Rockets, Bells and Ribbons

Lola, as her adoptive mother had always said she would, landed on the earth with a bump.

It was dark-and instinctively she felt round for her cigarettes but sighed.

“You gave up over a year ago.”

Said a voice in her head, and she realised that she had no desire for cigarettes.

“How odd.” she thought.

It reminded her of a talk she had wandered into once about Buddhism and being without desire which had seemed terribly strange at the time as she had been sipping a large gin and tonic and smoking a copious amount of cigarettes.

“It’s all about me!” she thought-and not for the first time-but this was different.

“What was life like before that horrid old Dorking when I was a mere girl-and what was life like before Max, melodrama,being undead and everything else?”

She thought.

I wonder what it would be like if I was ordinary thought Lola, because she knew full well that she was special.

The ground beneath her feet was warm and felt like sand and she looked above her and the sky ahead of her was darkening and full of awakening stars; a physicist like Dorking might have told her that they were rocks in space, but they sparkled so like diamonds or even rhinestones.

She felt a meeting was about to take place or perhaps a communion was the right word.

It felt like it could have been the very ends of the earth or the beginning, but she supposed there wasn’t much difference-not many people gave Lola enough credit for her innate understanding of the esoteric or her profound intellectual  abilities and knack for predicting the future through deduction but like Cassandra no-one believed her she suspected it was because she was beautiful.

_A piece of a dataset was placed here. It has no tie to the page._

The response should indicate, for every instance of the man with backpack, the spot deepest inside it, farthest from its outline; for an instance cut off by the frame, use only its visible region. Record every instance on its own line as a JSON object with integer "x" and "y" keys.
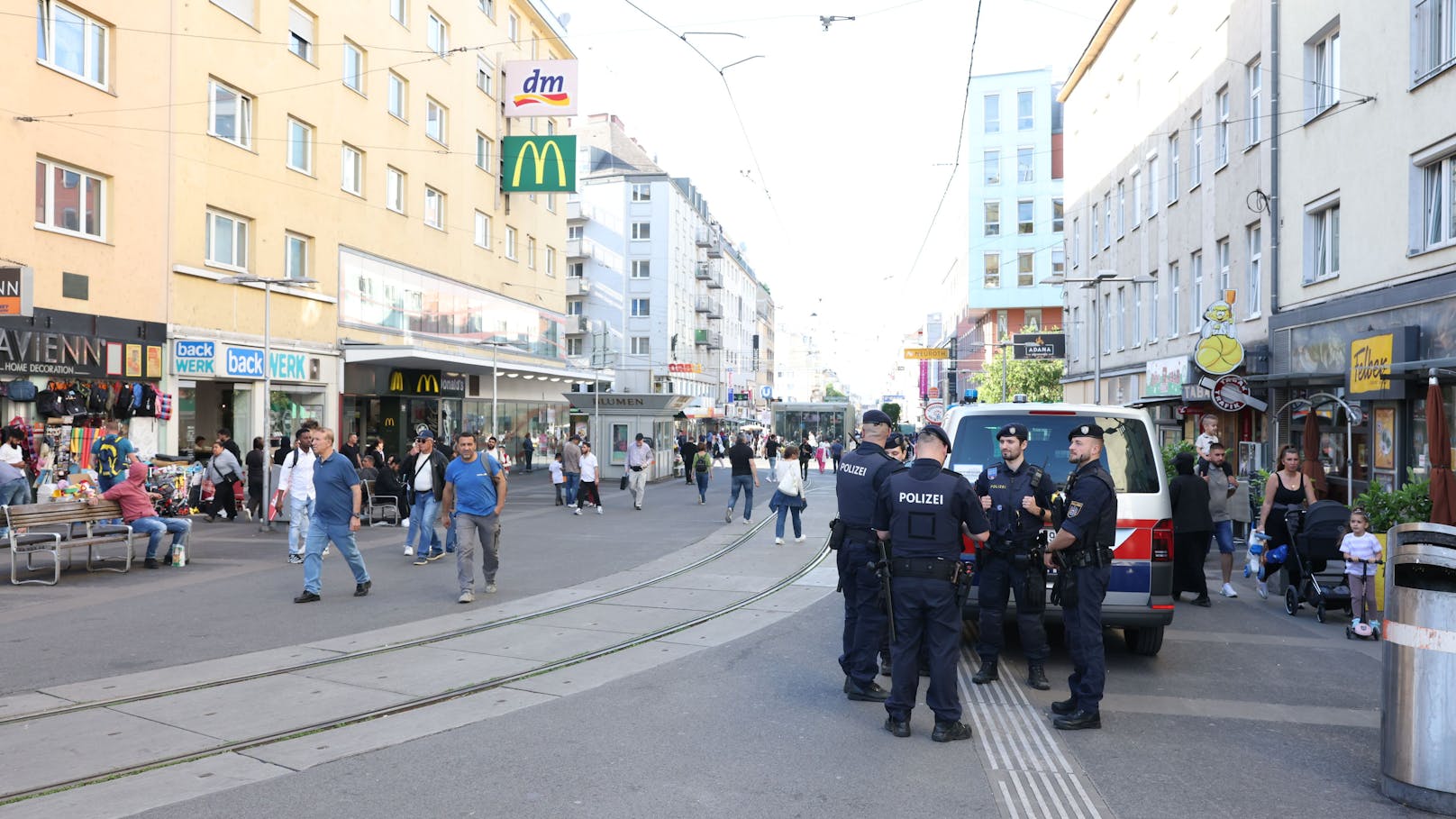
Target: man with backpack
{"x": 113, "y": 455}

She felt a sense of freedom that she’d never had before, even when she was in Transylvestite and flying.

Lola was barefoot and sinking lightly into the sand, but that was fine as for once there was no Dorking or Max to impede her.

She strode through the sand but found that there was an invisible barrier that she was hitting.

There was a definite clunk as she hit something like thick glass that hurt her knees.

“Maybe I should give up!” a voice in her head said.

“Maybe I need a rest.”  she thought,sinking into the sand.

“Lola, Lola, wake up!” she heard distantly, and she was floating on a raft out to sea, too warm and tired to object.

“This is what they did to witches!” came another voice “And you can’t swim.”

“Oh yes we were witches once, and I was a prophetess!” said Lola groggily sitting up, but she was on the sands again looking at the sea.

“I’m nearly there!” she thought, “I can do it, and I must.”

Most people needed help but Lola was a lone force of natureshe pointed herself in the right direction, thought briefly of Padraig and carried on.

“Oh well, ” she thought, this is either a dream or an hallucination but it’s at least beyond the usual cliches.